NOTE: GOVERNOR SARAH PALIN WILL BE ON THE COVER OF VOGUE MAGAZINE IN FEBRUARY. VOGUE MAY HAVE MORE SENSE THAN THE REPUBLICAN PARTY.
For many months, I've been one of a group on the Internet advocating that the Republican presidential nominee, whomever he turns out to be, choose Gov. Sarah Heath Palin of Alaska as his running mate. When Adam Brickley started the "Draft Palin" Movement, he, I, and another guy were the three known members of the group. Since then, a lot more people -- some of them national figures -- have joined the growing crowd.
A few months ago, I separated myself (slightly) from the Draft Palin for VP effort and started my own one-man band -- one dedicated to getting Sarah the presidential nomination in either 2012 or 2016. I started wondering -- and, among Palinites this is something of a heresy -- whether it would be a good idea for her to seek the vice-presidency.

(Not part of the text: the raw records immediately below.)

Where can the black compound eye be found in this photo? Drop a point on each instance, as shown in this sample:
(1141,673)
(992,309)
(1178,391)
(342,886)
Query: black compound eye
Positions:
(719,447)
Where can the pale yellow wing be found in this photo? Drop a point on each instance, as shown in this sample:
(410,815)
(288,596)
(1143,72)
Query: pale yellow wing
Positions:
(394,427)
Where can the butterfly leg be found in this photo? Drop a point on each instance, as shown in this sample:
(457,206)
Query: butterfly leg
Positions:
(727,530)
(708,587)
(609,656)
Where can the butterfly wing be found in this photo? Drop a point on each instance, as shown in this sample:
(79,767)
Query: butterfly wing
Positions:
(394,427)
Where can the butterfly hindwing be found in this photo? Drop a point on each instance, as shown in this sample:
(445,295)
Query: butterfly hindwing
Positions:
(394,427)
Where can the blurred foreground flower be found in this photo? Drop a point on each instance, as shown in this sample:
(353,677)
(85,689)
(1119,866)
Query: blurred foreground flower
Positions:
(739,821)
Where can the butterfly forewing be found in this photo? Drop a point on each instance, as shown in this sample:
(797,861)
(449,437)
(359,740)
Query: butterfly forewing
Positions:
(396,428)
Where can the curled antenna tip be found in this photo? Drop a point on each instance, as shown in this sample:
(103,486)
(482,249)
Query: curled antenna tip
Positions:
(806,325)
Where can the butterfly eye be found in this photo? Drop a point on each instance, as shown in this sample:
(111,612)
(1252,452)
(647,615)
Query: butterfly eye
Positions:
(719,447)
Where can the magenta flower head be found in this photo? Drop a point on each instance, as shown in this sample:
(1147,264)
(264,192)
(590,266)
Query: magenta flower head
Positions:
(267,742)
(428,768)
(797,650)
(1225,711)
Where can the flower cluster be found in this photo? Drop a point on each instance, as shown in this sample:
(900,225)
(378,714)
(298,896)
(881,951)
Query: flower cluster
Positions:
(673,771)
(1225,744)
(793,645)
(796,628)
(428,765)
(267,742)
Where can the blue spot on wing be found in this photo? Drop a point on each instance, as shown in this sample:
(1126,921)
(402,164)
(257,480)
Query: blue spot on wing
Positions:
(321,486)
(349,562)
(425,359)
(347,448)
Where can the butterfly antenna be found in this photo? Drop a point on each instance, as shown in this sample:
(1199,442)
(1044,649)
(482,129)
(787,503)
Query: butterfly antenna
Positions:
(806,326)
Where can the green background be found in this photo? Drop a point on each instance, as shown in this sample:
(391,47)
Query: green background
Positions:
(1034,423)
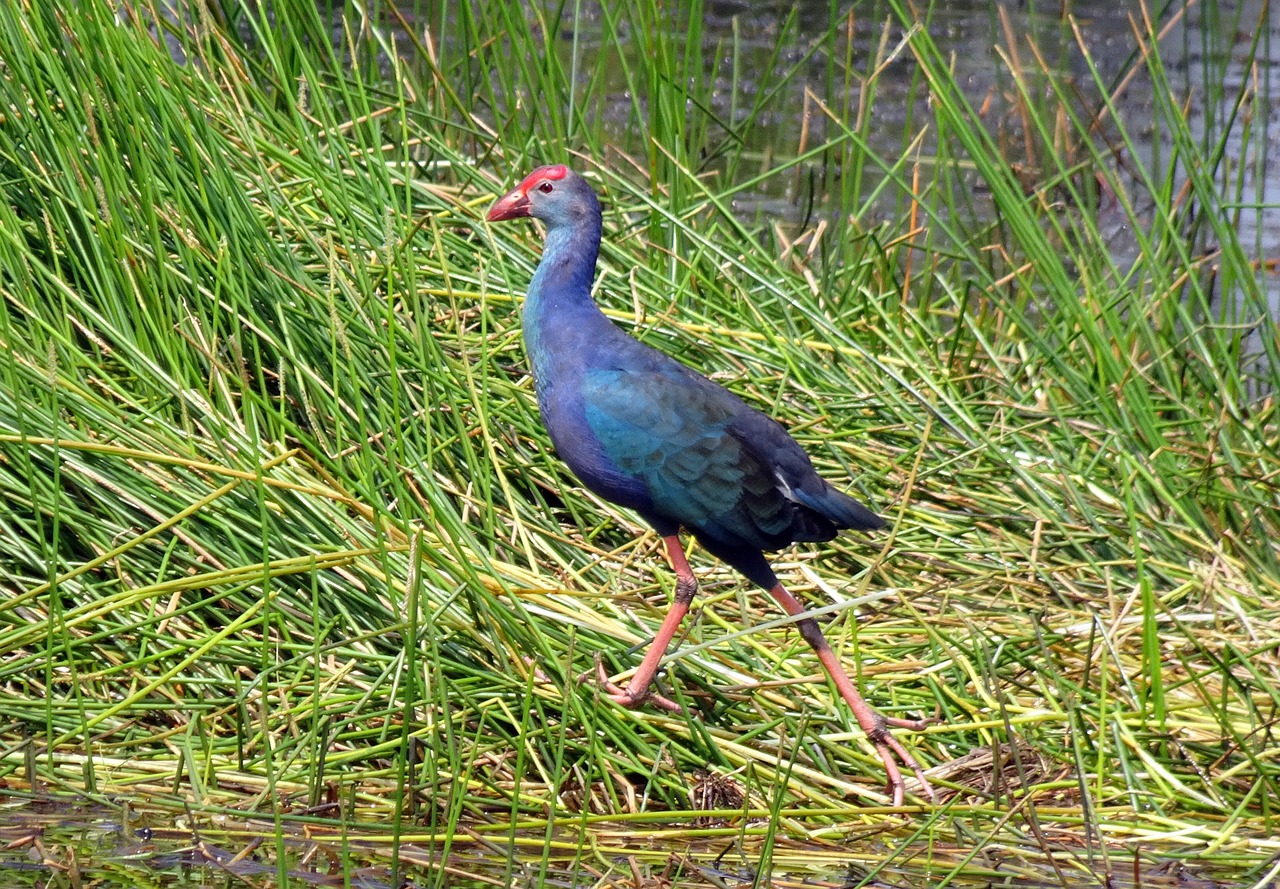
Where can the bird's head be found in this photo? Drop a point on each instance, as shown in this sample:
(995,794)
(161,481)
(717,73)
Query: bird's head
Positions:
(553,193)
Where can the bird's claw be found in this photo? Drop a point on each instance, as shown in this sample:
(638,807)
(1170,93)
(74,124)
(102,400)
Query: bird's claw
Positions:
(890,747)
(625,697)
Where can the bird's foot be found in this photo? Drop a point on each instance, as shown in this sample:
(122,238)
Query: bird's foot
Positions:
(625,696)
(890,747)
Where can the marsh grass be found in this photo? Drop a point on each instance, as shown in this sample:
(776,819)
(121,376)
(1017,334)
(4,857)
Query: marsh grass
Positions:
(283,534)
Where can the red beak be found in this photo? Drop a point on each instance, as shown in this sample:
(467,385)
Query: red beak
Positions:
(512,205)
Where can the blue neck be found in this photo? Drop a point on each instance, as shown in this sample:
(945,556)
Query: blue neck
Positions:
(558,303)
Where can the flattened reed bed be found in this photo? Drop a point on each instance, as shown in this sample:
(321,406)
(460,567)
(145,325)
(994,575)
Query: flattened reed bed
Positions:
(280,519)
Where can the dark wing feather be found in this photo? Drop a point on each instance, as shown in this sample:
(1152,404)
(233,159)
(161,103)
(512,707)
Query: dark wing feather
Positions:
(711,462)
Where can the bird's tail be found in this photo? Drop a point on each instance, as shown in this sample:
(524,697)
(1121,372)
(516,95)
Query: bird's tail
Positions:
(840,509)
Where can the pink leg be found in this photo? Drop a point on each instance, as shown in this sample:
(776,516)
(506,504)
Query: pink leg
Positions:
(873,724)
(638,690)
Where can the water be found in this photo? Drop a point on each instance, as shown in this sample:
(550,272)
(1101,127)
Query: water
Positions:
(745,45)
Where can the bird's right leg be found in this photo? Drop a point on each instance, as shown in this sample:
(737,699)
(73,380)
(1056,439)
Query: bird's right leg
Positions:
(872,723)
(638,690)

Behind my (slight) change in views on the best scenario from Sarah was a growing belief that no Republican nominee can win the presidency in 2008. In a previous column I mentioned The Economist's note that registered Democrats now outnumber registered Republicans by 50% to 35%. I also observed that the Democratic nominees have raised an amazing 70% more cash than their Republican counterparts. A similar fundraising imbalance exists with the two congressional committees.
For Sarah Palin, the question is if it would advance her career to run as the vice-presidential nominee on a losing ticket. Yes, it would do wonders for her name recognition, and the world would get a better sense of what an outstanding human being she is.
On the other hand, vice-presidential nominees on tickets that lose big tend to disappear quickly. Consider Barry Goldwater's running mate in 1964 -- Bill Miller of Lockport, New York -- a man who might have been vaporized after his losing effort. Or consider John Edwards (Kerry, 2004), a man who believes he's a serious candidate for President but will be forevermore the guy who got the $400 hair cut. And whatever happened to Joe Lieberman (Gore, 2000)? Or Dan Quayle (Bush, 1988, 1992)? Or Jack Kemp (Dole, 1996)? Running for V-P on the wrong ticket can be a real career-stopper.
Sarah, it may be that the best thing which could ever happen to you is NOT to be on ticket in 2008. However, I'm still predicting that -- eventually -- they will need to reserve a spot for you on Mt. Rushmore.